Meghan Vigeant (pronounced Ve jaunt) is an oral historian and writer. She studied radio documentary at the Salt Institute for Documentary Studies in 2006. She worked in public radio and conducted research for historical museums before turning her focus toward oral history work. From 2009 to 2011 she served as the Island Institute Fellow on Swan’s Island where she led the community to re-document their history after a fire, produced a series of oral histories and documentaries, and wrote Guts, Feathers, and All: Stories of Hard Work and Good Times on Swan’s Island, Maine. Four years ago she started her oral history business, Stories To Tell, to help individuals, families, and organizations save their stories as books and audio productions.

Zamzam Mohamud, Liaison to Lewiston’s Somali Immigrant Community

“ZamZam Mohamud arrived in Lewiston in November, 2001 with two small children and $40 to her name. She was among the first of a wave of immigrants from Somalia. She’s since become the first Somali immigrant on the city’s school board and emerged as a boundary-blurring local power player, a fixer, even a town father.  Shortly after arrival, ZamZam’s 8-year-old son stepped on a broken VCR, badly injuring his foot.

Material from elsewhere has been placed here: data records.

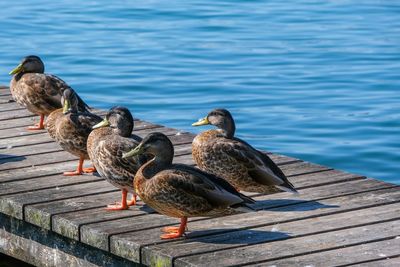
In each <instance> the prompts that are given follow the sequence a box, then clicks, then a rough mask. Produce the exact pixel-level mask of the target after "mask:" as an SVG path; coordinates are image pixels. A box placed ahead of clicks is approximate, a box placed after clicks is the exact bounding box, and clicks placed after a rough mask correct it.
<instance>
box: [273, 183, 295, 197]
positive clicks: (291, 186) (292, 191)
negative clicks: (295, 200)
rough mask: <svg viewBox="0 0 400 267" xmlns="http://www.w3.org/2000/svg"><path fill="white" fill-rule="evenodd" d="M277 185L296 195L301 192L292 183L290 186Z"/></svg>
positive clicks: (285, 185) (278, 186)
mask: <svg viewBox="0 0 400 267" xmlns="http://www.w3.org/2000/svg"><path fill="white" fill-rule="evenodd" d="M275 187H277V188H279V189H280V190H282V191H285V192H289V193H292V194H294V195H299V192H298V191H297V190H296V189H295V188H294V187H293V186H292V185H291V184H290V186H288V185H286V184H285V185H276V186H275Z"/></svg>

She took him to the emergency room at Central Maine Medical Center. The nurse who helped them was struck by her command of English and the nurse asked whether she could help translate for another Somali patient. Initially, ZamZam resisted, doubting whether she’d be able to communicate medical terminology. But the hospital had asked for her help, so she said yes. That was ZamZam’s third day in Lewiston., and she’s worked for the hospital virtually ever since. She kept working on her English and started getting involved in things — all kinds of things.  Gradually, ZamZam started taking on some official roles. She was appointed to the Mayor’s Downtown Neighborhood Task Force, then the Police Department’s Civil Rights Team. In 2011, she ran for Lewiston school board as a write-in candidate. She was the runner-up, but two years later, the mayor appointed and then reappointed her to the board to fill vacant seats, making ZamZam the first Somali representative to serve the city in any official capacity.”

– From DownEast Magazine, January 2016,

Kathleen Meil,  Clean Energy Advocate & 2016 Candidate for Maine House

Kathleen Meil is a clean energy advocate with a strong background in education, science, and community development. She earned a Masters in Elementary Education in 1999 and taught in public and independent schools and community organizations for a decade before beginning her work in Maine’s green economy. As Marketing Manager at Evergreen Home Performance, she educated homeowners about the environmental and economic power of energy efficiency. That sparked increasing interest and expertise in energy policy, and led her to Acadia Center, where she works to implement program initiatives on clean energy, energy efficiency, electrification, and community energy. Kathleen has been active in Rockport town government since 2011, and her 2016 campaign to represent Maine House District 94 emphasized comprehensive energy policy and environmental sustainability; strong schools and equitable education funding; and healthy, resilient communities.